Halligan has collected dozens of aphorisms over his career. A few that stood out:

“Culture is not ping-pong tables. Culture is who you hire, who you fire, and who you promote.” He’s direct about this: the signals that actually shape culture are personnel decisions, not perks.

“Your first 50 employees are your culture. After that, culture manages itself, for better or worse.” The implication: founders need to be obsessively intentional about early hires because those people will replicate themselves.

“Speed is the ultimate competitive advantage. Not strategy, not capital, not talent. Speed.” This has become his core thesis in the AI era. The founders who win are the ones who can make decisions and ship faster than everyone else.

“The best CEOs are readers, not just leaders.” He pushes every CEO he coaches to read voraciously, not just business books but history, biography, science. The meta-insight: diverse inputs lead to better pattern recognition.

“Hire people who have done it at scale, not just people who have ideas about doing it.” The distinction between operators and advisors. He values execution experience over theoretical knowledge.
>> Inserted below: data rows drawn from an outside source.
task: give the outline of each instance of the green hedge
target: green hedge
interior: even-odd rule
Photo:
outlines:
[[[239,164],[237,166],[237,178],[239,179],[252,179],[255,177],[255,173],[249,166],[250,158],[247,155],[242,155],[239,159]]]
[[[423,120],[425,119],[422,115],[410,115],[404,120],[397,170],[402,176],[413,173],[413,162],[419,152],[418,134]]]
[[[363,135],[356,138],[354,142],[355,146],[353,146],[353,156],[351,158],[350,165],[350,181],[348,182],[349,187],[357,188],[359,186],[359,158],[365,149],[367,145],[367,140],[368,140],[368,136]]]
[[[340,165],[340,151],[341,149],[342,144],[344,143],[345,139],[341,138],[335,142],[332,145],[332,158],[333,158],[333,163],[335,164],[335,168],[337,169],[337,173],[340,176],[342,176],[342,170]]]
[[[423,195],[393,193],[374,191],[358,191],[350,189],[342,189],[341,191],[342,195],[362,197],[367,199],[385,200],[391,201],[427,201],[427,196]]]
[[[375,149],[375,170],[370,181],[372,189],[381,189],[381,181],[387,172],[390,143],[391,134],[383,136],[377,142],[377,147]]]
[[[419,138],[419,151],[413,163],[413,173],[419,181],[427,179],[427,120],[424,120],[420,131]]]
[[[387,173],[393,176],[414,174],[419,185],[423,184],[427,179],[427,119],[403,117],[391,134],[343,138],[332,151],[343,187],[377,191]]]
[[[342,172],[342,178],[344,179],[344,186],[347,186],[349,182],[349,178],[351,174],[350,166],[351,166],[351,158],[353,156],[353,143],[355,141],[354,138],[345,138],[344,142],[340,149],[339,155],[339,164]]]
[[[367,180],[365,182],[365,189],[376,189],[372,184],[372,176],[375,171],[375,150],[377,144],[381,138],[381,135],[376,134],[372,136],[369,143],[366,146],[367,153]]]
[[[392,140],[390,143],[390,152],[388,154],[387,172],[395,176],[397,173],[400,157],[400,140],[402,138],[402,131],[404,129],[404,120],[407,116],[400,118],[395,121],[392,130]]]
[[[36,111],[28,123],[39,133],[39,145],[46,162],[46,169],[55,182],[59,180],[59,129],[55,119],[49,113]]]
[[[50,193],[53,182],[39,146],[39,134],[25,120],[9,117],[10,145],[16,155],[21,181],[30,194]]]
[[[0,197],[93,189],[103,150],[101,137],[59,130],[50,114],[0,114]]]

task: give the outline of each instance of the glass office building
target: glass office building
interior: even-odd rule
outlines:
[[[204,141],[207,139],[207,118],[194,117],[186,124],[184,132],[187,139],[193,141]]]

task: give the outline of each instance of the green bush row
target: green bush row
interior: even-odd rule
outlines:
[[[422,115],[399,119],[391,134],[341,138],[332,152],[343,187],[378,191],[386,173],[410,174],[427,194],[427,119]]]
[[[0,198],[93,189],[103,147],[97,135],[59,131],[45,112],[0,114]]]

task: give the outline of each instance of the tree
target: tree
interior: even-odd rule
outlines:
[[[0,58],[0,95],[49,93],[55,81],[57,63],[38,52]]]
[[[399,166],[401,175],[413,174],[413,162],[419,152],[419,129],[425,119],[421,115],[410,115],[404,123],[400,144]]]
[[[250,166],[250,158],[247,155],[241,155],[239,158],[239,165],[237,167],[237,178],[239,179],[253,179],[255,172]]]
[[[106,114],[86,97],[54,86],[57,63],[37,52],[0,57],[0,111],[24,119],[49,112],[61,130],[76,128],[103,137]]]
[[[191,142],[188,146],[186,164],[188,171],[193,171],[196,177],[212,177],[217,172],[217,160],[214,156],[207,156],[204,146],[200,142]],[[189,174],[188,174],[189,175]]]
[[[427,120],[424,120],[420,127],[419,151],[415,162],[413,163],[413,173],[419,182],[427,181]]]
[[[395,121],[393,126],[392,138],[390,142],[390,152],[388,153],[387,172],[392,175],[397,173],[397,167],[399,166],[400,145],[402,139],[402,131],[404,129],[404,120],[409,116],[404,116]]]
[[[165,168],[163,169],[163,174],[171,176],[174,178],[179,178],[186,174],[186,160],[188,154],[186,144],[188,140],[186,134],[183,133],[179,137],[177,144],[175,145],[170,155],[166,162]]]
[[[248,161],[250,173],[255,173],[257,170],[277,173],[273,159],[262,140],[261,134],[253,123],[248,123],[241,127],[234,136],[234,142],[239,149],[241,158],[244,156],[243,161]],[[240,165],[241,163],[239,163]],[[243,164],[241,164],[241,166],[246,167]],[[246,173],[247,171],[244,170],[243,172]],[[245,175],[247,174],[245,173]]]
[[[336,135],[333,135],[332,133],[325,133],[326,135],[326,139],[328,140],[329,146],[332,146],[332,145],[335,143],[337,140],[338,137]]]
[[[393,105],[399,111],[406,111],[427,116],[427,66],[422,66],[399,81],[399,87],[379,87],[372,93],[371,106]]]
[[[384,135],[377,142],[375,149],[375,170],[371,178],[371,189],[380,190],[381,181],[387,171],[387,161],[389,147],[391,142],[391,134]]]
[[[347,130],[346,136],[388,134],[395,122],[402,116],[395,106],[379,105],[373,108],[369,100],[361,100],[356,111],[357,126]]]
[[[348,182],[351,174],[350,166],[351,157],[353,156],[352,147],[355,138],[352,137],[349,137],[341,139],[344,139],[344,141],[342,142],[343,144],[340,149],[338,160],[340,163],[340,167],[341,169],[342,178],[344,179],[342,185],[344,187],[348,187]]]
The Surfing Accident and What It Taught Him

Halligan was nearly killed in a surfing accident several years ago, breaking 20 bones and ending up with 33 screws in his body. That experience fundamentally changed his relationship with time and priorities.

Before the accident, he was a classic founder-CEO: all-consuming, always on, 7 days a week. After, he became far more intentional about what he worked on and who he spent time with. He handed the CEO role at HubSpot to Yamini Rangan, who he calls one of the best operators he’s ever seen.

His advice from that experience: you don’t need a near-death experience to reprioritize. Most founders wait too long to step back and ask whether they’re spending their time on what actually matters.

A Few Observations

This conversation is less about AI itself and more about the humans navigating it. Halligan’s value isn’t in predicting which AI models will win. It’s in his pattern recognition across hundreds of founders dealing with the same moment simultaneously.

  • The LOCKS framework is simple but useful precisely because it’s not about skills. It’s about temperament. You can teach a CEO to run a board meeting; you can’t teach them to be obsessed with their problem.
  • The “spicy hire” concept deserves wider adoption. Consensus hiring is one of the most common failure modes at scaling companies, and few people articulate the alternative as clearly as Halligan does.
  • His prediction about enterprise sales being the last white-collar job AI replaces feels counterintuitive but well-reasoned. The complexity isn’t in the selling; it’s in the organizational change management that accompanies any large purchase.
  • The forward deployed engineer model is quietly reshaping how AI companies go to market. It’s worth watching whether this becomes the default or remains a specialty approach.
  • There’s something refreshing about a CEO coach who openly says half of being a great CEO is innate. Most coaching narratives pretend everything is learnable. Halligan’s honesty about the limits of coaching makes his advice about the learnable parts more credible.